- There are clear delineations of roles and boundaries between behaviour management, counselling, academic guidance and pastoral care.
- The school culture reflects a proactive, early intervention approach.
- There is consensus across the school about services offered.
- Guidance counsellors are included in significant student welfare decisions and planning.
- There are clear partnerships with Māori / mana whenua around access to culturally responsive services / choice.
- It is not a closed system – there is openness and appropriate communication with other relevant agencies, with a demonstration of real relationships over a period of time.
- The school is known (by external reference points) for counselling / pastoral care strengths.

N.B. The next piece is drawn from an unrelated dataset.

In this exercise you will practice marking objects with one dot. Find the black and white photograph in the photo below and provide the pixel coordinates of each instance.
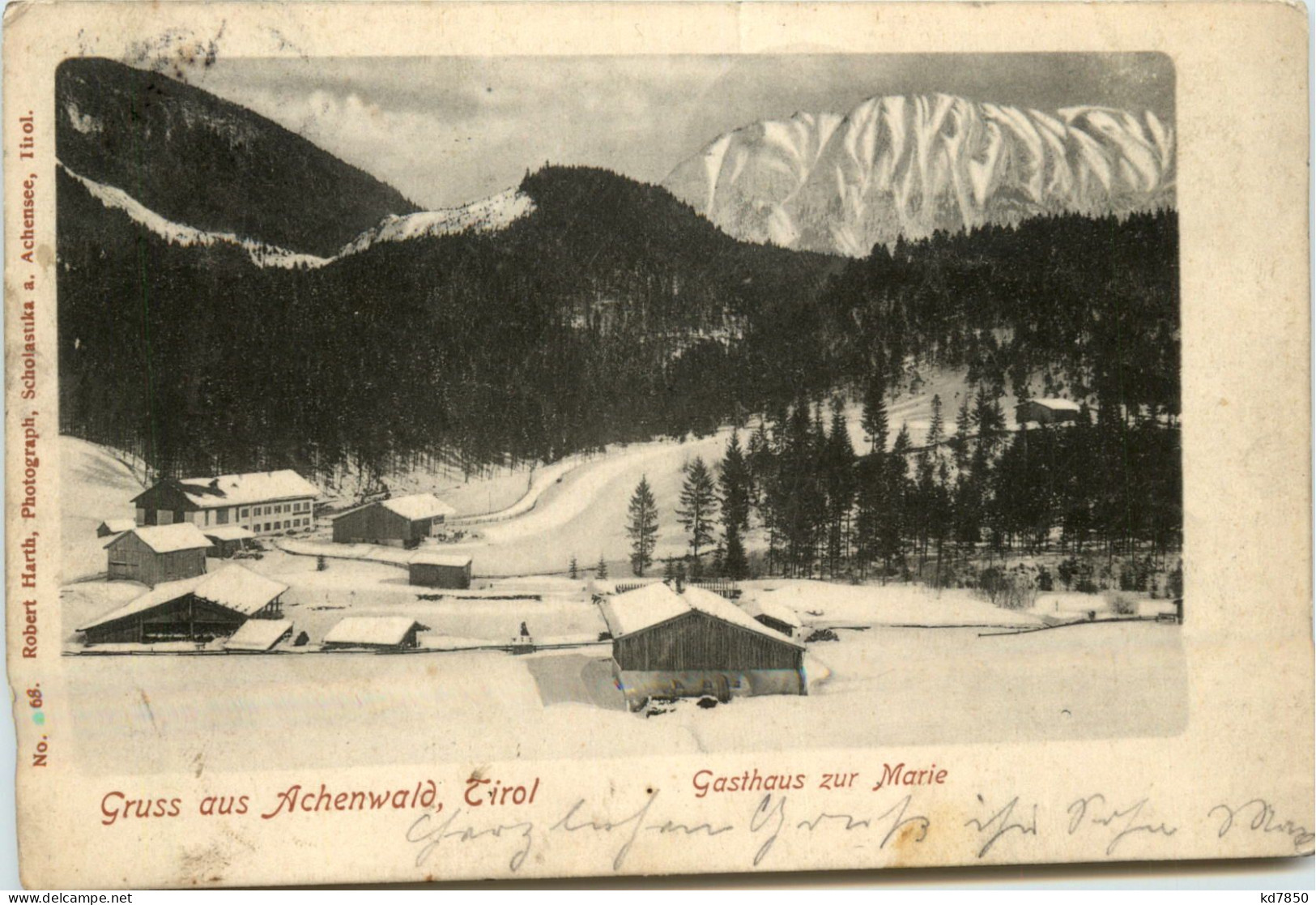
(499, 443)
(840, 394)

- Students’ help-seeking behaviour is normalised, and attendance at counselling is seen as normal.
- Leadership of the guidance team is clearly defined, with agreed protocols, good communication, and shared values.
- Information from the guidance and counselling team informs annual and strategic planning.
- School leadership understands counselling ethics.
- There is a whole school ethos around ensuring that every student matters, is listened to, has people they can go to.
- Guidance structures meet the identified needs of students.
- The school prioritises the role of guidance and counselling and recognises possible conflicts of interest with a teaching role.
- There is a specialist guidance counsellor with post-grad qualifications in counselling.
- Guidance and counselling is seen as preventative rather than reactive.
- There is sensitivity to different cultural groups.
- Students participate fully in the life of the school – inclusive.